Landesarbeitsgericht Köln – Az.: 11 Sa 841/20 – Urteil vom 12.05.2021

Die Berufung der Beklagten gegen das Urteil des Arbeitsgerichts Siegburg vom 17.09.2020- 1 Ca 889/20 – wird kostenpflichtig zurückgewiesen.

Die Revision wird nicht zugelassen.

Tatbestand

Die Parteien streiten um die Wirksamkeit einer Kündigung und die Pflicht der Beklagten, die Klägerin bis zum rechtskräftigen Abschluss des Kündigungsschutzverfahrens weiter zu beschäftigen.

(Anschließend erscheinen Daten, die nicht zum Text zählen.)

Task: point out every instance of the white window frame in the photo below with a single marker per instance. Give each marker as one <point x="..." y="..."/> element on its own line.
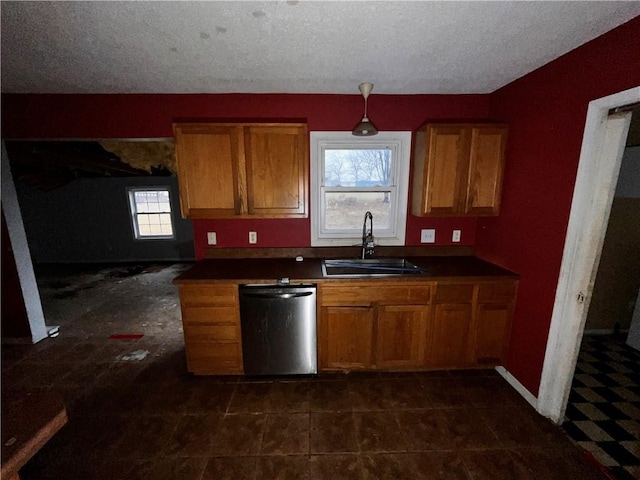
<point x="134" y="213"/>
<point x="400" y="144"/>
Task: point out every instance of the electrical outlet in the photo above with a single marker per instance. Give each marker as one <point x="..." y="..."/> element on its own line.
<point x="428" y="235"/>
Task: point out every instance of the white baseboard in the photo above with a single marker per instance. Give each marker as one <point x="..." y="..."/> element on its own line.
<point x="603" y="331"/>
<point x="17" y="341"/>
<point x="513" y="381"/>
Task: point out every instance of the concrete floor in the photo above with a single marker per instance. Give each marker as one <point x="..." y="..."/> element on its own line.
<point x="135" y="413"/>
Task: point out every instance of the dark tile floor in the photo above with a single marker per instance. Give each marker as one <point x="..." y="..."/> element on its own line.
<point x="135" y="413"/>
<point x="603" y="414"/>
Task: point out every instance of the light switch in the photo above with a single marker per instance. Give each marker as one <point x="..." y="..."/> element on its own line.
<point x="428" y="235"/>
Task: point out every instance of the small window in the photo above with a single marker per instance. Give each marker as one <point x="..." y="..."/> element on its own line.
<point x="352" y="175"/>
<point x="151" y="213"/>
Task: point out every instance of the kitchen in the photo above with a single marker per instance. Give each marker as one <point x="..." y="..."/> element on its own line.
<point x="528" y="235"/>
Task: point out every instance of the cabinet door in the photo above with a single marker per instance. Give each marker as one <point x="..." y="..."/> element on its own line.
<point x="492" y="330"/>
<point x="401" y="336"/>
<point x="486" y="164"/>
<point x="346" y="337"/>
<point x="209" y="171"/>
<point x="276" y="159"/>
<point x="450" y="342"/>
<point x="446" y="169"/>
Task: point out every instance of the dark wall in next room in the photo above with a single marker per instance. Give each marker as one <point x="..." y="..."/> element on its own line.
<point x="88" y="221"/>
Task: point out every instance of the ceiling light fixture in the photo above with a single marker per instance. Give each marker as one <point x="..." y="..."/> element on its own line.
<point x="365" y="128"/>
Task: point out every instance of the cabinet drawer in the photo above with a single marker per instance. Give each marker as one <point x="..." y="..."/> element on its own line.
<point x="496" y="292"/>
<point x="460" y="293"/>
<point x="210" y="315"/>
<point x="357" y="294"/>
<point x="211" y="334"/>
<point x="208" y="295"/>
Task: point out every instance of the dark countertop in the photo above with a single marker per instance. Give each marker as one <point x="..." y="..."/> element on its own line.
<point x="270" y="270"/>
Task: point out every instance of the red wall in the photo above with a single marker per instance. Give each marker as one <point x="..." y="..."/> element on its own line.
<point x="151" y="116"/>
<point x="546" y="112"/>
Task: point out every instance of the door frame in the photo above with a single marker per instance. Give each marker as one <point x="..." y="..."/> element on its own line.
<point x="603" y="144"/>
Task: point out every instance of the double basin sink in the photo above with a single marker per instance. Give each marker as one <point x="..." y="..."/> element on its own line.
<point x="369" y="267"/>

Die am 1963 geborene Klägerin ist seit dem 15.01.2019 für die Beklagte, einem Unternehmen, welches Stoffe in Bioqualität vertreibt und regelmäßig mehr als 10 Arbeitnehmer beschäftigt, laut Anstellungsvertrag vom 05.12.2018/14.12.2018 als Außendienstmitarbeiterin für das Gebiet N /Verkäuferin Ladenlokal W tätig. Wegen der weiteren Einzelheiten des Anstellungsvertrages wird auf Bl. 48 ff. d. A. verwiesen.

Mit Schreiben vom 27.03.2020 kündigte die Beklagte das Arbeitsverhältnis zum 30.04.2020 (Bl. 8 d. A.).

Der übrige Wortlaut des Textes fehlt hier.